OSIRIS

Observatoire sur les systèmes d’information, les réseaux et les inforoutes au Sénégal

Show navigation Hide navigation
  • OSIRIS
    • Objectifs
    • Partenaires
  • Ressources
    • Société de l’Information
    • Politique nationale
    • Législation et réglementation
    • Etudes et recherches
    • Points de vue
  • Articles de presse
  • Chiffres clés
    • Le Sénégal numérique
    • Principaux tarifs
    • Principaux indicateurs
  • Opportunités
    • Projets

Accueil > Ressources > Points de vue > 2024 > Économie politique de la coupure d’internet

Économie politique de la coupure d’internet

samedi 10 février 2024

Point de vue

Pour la deuxième fois en moins d’un an, l’Etat du Sénégal, dans le souci de prévenir des messages de haine susceptibles d’engendrer des violences, a procédé à la coupure des données cellulaires de l’internet. Cette mesure pour utile quelle puisse être considérée à certains égards, présente de nombreux enjeux économiques et sociaux dans un contexte marqué par une montée en puissance des technologies de l’information dans la création de richesses. Selon des données de l’ANSD, la part de ce secteur est passée de 3,6% du PIB en 2014 à 10,5% en 2022. Les IT qui ont connu une hausse de 18% dans la même période emploient plus de 350.000 personnes en 2022 de manière intrinsèque sans compter leur transversalité interbranches et leur dimension socialisante.

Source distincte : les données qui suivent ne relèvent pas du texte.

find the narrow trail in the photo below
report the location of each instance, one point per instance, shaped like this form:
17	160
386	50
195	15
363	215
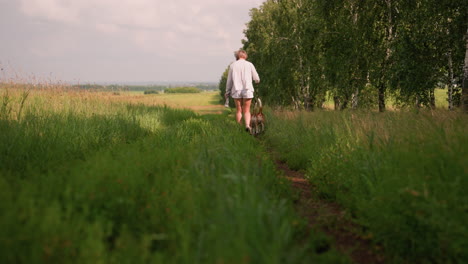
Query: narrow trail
331	219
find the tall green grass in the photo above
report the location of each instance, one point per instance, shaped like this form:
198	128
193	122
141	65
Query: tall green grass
83	180
402	175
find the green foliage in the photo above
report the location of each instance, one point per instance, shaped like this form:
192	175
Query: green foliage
401	174
304	49
182	90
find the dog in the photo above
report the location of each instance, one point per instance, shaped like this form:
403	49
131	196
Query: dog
257	120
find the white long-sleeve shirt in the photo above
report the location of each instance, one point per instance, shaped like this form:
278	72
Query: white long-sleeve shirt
241	74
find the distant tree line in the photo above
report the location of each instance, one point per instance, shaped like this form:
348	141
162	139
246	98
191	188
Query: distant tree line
359	51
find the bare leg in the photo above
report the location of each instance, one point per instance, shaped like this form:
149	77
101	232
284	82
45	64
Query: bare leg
246	110
238	110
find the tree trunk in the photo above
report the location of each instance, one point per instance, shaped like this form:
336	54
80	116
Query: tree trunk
336	100
465	78
451	82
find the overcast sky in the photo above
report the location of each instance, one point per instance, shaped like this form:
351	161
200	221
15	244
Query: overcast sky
121	40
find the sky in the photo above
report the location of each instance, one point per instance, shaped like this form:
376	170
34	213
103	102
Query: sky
117	41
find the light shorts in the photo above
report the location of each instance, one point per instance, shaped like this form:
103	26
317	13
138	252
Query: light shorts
247	94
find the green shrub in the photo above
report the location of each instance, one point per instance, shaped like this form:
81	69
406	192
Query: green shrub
150	92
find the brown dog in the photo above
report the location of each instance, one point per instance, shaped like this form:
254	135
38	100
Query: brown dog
257	120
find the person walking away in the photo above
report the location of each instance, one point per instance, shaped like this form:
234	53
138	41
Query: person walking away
228	91
239	83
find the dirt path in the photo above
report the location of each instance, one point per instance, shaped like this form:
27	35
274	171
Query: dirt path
331	219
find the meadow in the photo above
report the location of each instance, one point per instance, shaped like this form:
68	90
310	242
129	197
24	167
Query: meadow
93	177
401	175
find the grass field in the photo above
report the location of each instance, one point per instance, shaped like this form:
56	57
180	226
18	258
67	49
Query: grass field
91	178
401	175
133	178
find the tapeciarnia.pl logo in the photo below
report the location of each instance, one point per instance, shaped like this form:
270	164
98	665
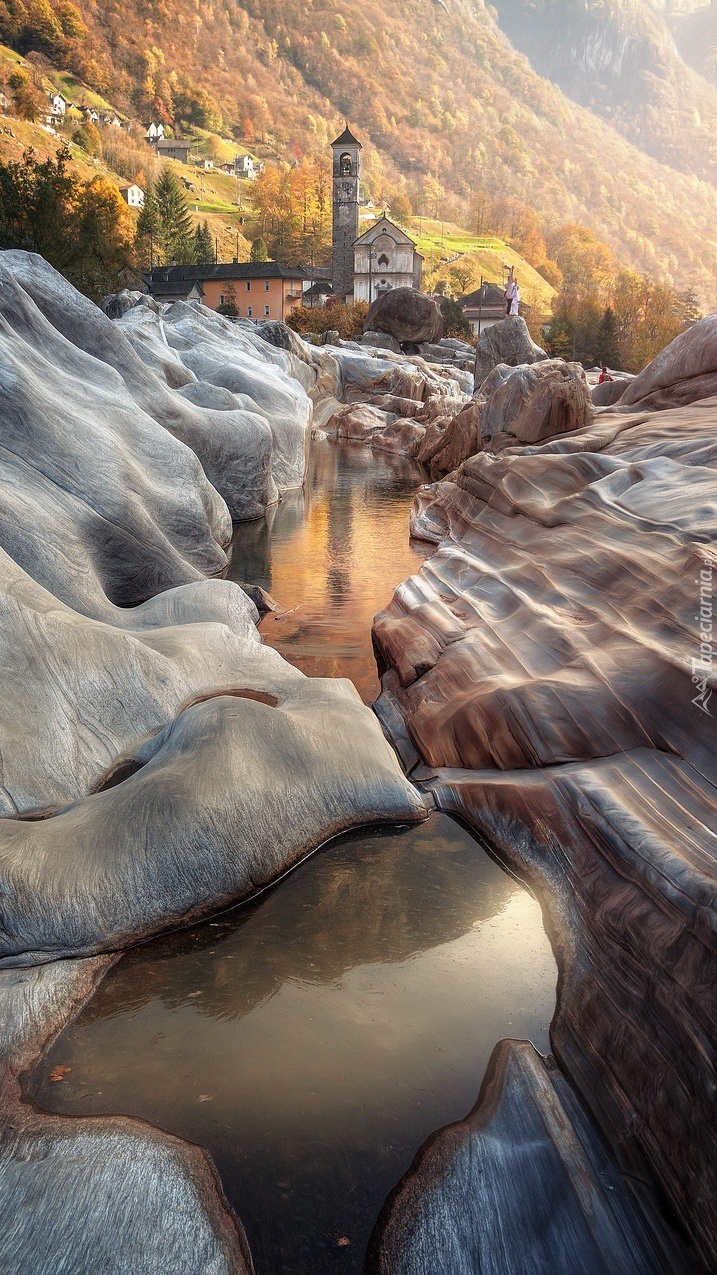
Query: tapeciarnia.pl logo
702	667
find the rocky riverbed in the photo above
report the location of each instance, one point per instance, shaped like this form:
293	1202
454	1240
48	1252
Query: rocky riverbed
539	678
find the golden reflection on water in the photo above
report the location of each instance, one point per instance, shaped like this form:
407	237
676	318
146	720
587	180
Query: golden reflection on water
332	555
313	1039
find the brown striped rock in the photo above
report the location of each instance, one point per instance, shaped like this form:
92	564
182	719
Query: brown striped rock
545	666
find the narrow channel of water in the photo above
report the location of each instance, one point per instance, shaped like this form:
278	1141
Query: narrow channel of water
331	556
314	1038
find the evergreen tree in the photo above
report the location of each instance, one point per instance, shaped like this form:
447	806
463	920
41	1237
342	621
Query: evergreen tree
203	245
175	236
82	228
609	339
148	227
259	251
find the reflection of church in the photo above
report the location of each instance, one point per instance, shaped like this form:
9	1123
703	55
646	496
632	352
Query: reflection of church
383	256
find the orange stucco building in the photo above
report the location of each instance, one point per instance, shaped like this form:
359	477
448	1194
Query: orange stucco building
259	290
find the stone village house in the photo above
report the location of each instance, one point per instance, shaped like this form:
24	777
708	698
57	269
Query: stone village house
259	290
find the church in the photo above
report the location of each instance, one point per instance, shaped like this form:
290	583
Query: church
382	258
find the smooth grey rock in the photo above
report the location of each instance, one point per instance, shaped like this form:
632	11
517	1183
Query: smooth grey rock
199	821
610	392
380	341
101	1195
683	372
100	502
240	361
406	315
64	319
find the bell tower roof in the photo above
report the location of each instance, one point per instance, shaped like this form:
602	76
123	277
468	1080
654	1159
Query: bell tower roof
347	139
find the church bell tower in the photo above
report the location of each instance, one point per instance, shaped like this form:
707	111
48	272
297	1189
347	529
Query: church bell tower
346	163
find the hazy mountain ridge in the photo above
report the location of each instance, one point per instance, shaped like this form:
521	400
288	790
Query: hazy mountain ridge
442	101
624	60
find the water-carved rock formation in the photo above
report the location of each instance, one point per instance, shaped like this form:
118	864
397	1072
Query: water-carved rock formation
158	761
505	342
97	1195
551	666
549	1199
244	454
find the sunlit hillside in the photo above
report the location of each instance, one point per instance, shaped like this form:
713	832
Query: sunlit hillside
442	102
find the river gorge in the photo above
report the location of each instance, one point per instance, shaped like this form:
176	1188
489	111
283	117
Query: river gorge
291	983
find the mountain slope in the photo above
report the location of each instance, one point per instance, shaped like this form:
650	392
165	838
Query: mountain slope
620	59
434	89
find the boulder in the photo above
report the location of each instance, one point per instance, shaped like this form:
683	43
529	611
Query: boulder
380	341
406	315
101	1194
683	372
119	302
359	421
444	449
505	342
536	403
606	393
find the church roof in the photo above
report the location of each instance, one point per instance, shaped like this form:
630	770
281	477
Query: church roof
347	139
380	225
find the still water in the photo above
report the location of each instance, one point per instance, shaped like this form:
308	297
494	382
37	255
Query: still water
314	1038
331	556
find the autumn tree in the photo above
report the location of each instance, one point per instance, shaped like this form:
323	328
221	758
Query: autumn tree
258	250
292	211
607	348
84	230
29	102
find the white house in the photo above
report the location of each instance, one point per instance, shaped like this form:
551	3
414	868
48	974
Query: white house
384	258
133	195
246	166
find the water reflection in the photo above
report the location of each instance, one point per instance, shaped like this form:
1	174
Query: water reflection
313	1039
332	556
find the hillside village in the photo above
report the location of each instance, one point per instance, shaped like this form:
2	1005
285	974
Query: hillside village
239	196
217	186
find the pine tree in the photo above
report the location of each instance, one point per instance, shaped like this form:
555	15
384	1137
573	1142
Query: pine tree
148	227
609	341
175	236
203	244
259	251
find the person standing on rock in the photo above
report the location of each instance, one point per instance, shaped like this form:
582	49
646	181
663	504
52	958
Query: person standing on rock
512	296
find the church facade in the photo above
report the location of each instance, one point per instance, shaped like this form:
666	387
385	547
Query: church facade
382	258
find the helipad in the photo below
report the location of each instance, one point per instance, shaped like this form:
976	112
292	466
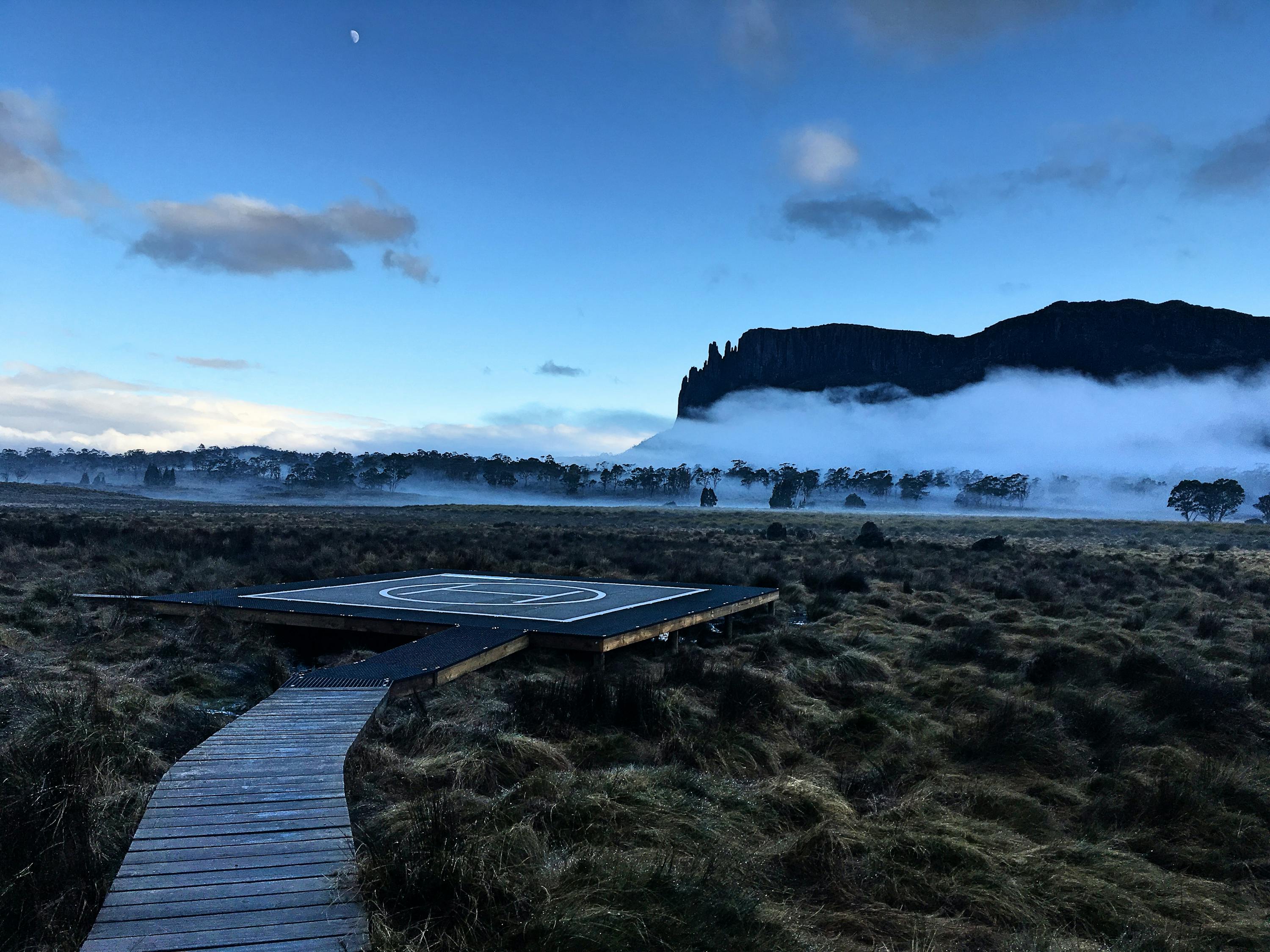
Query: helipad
566	612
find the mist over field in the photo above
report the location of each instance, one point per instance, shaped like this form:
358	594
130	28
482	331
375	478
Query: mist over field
1119	445
1089	448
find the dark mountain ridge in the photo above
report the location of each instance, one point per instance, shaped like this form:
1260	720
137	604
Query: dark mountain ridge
1104	339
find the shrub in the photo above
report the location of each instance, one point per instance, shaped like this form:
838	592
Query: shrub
632	702
1209	625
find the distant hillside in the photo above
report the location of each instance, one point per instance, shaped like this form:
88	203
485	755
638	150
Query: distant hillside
1099	338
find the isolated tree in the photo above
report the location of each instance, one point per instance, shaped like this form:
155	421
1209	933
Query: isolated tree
915	489
783	495
1263	506
1185	498
1220	498
807	483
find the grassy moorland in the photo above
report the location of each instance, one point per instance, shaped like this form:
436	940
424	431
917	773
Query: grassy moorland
1057	746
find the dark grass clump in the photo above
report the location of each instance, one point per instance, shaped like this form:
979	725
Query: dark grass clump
1047	754
632	702
75	771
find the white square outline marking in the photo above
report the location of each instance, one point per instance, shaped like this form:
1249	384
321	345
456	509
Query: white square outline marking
285	597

Dans une telle situation, la suspension de l’internet est pour le moins préjudiciable pour tous les travailleurs sénégalais qui en dépendent. Il s’agit notamment des agents de transfert d’argent, des professionnels de la presse, des sénégalais de la diaspora, des opérateurs de services IT, des employés de centres d’appel et des télétravaileurs devenus une masse importante d’actifs depuis l’apparition de la COVID. En particulier, des étudiants désormais ancrés dans l’apprentissage en ligne sont condamnés à l’inoccupation totale après la fermeture de l’UCAD. L’internet est surtout un puissant facteur de productivité du travail qui concourt à la maîtrise des coûts pour le secteur productif. Dans une autre perspective, les ménages et les nombreux jeunes sans emploi qui utilisent leurs smartphones disposaient d’un outil compulsif de loisirs et de communication qui tient lieu d’exutoire à la pauvreté et son corollaire, l’oisiveté.
Les résultats allégués par les gouvernants se limitent à rendre impossibles les communications entre casseurs et messagers de la haine. Or, les malveillants attirés par la violence se voient privés du réseau internet alors qu’ils disposent de la possibilité de communiquer par le téléphone.

À cela s’ajoute l’absence de mesures conservatoires pour accompagner la décision des autorités.

Il convient de rappeler que de nombreuses tensions et destructions de biens publics sur fond de convergence revendicatrice ont eu lieu au Sénégal par le passé sans internet. C’était le cas en 1988, quand le Président Diouf s’en prenait aux étudiants qu’il qualifia de « jeunesse malsaine » venus en masse saboter son meeting à Thies. En mai 68, les forces estudiantines se sont mis à tout casser pour avoir ce qu’elles voulaient sans un coup de clic. La grave crise entre le Sénégal et la Mauritanie a eu lieu sans l’économie numérique en 1989. Enfin, la violente grève des policiers en 1987 n’avait aucun message relayé par les réseaux sociaux.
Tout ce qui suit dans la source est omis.